The agency’s World Heritage Committee will officially decide which sites to add to the list when it meets in the fall, according to Reuters’ Geert De Clercq, Augustin Turpin and Federica Urso. The list currently includes 55 locations around the world facing a variety of threats—including war, natural disasters, climate change, development projects and more.
In a recent report, UNESCO wrote that Venice’s proposed solutions are “currently insufficient and not detailed enough and should be subject to further discussions and exchanges.”
The Municipality of Venice says that it “will carefully read the proposed decision published … by the Center for UNESCO’s World Heritage Committee and will exchange views with the government, which is the State Party with which UNESCO interacts,” report CNN’s Jessie Gretener and Sharon Brathwaite.

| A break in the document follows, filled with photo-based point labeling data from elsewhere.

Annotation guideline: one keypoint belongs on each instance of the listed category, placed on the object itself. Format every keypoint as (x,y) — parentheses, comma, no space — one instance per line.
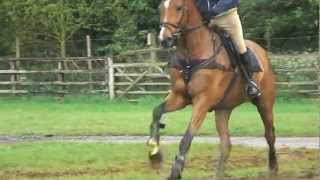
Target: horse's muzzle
(169,42)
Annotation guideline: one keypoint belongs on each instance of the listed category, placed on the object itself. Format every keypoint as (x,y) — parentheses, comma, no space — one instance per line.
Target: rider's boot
(251,65)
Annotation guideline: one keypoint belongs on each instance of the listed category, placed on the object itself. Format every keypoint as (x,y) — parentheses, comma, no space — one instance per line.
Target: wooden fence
(115,78)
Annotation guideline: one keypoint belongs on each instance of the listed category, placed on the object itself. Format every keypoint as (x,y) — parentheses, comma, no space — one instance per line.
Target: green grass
(53,160)
(95,116)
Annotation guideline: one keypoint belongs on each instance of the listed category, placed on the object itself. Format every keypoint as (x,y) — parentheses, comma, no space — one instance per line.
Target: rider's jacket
(211,8)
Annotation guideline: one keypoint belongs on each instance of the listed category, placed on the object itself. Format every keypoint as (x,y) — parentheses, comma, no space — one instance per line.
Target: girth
(189,66)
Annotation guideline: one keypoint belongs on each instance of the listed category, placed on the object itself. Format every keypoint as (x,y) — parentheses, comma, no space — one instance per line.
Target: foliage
(283,19)
(122,24)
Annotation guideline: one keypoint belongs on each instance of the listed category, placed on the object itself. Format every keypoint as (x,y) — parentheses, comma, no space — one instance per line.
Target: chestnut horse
(208,89)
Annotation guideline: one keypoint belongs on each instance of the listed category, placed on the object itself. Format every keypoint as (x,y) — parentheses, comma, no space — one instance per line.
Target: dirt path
(307,142)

The challenges facing Venice are no secret: Throngs of tourists are pushing the historic city to its limits. The population of Venice sits around 50,000, but it can see up to 110,000 daily visitors during peak tourist season, write Niha Masih and Kelsey Ables of the Washington Post.
UNESCO nearly added Venice to its list in 2021, but it decided against it after the city banned large cruise ships sailing through the city’s center. Venice has also been planning to enact a fee for day-tripping tourists, though the proposal has faced delays and opposition.
Climate change and extreme weather are also becoming increasingly serious threats to the city’s future. Earlier this year, historic low tides dried up some of the city’s smaller canals. In 2019, record floods swept through Venice with alarming force—and the city will only become more vulnerable to flooding as sea levels rise.
In some cases, adding sites to UNESCO’s list has created real change. “Among success stories, the agency cites the example of the barrier reefs in Belize, which were added to the list in 2009,” writes the Washington Post. “In subsequent years, in partnership with UNESCO, the government developed a plan, halting oil exploration and drilling to eliminate one of the biggest threats to the site.” A more recent addition is the Ukrainian city of Odesa, which has been repeatedly subject to Russian missile attacks.
Now, by adding Venice to the list, UNESCO would be communicating a newfound sense of urgency in the push to protect the city.
“Throughout its history Venice has required a lot of maintenance and preventive measures,” Monika Schmitter, a scholar of architecture at the University of Massachusetts at Amherst, who specializes in the material culture and built environment of Venice, told BBC Future’ Joseph Phelan last year. “The problem arises when these measures are not taken continuously.”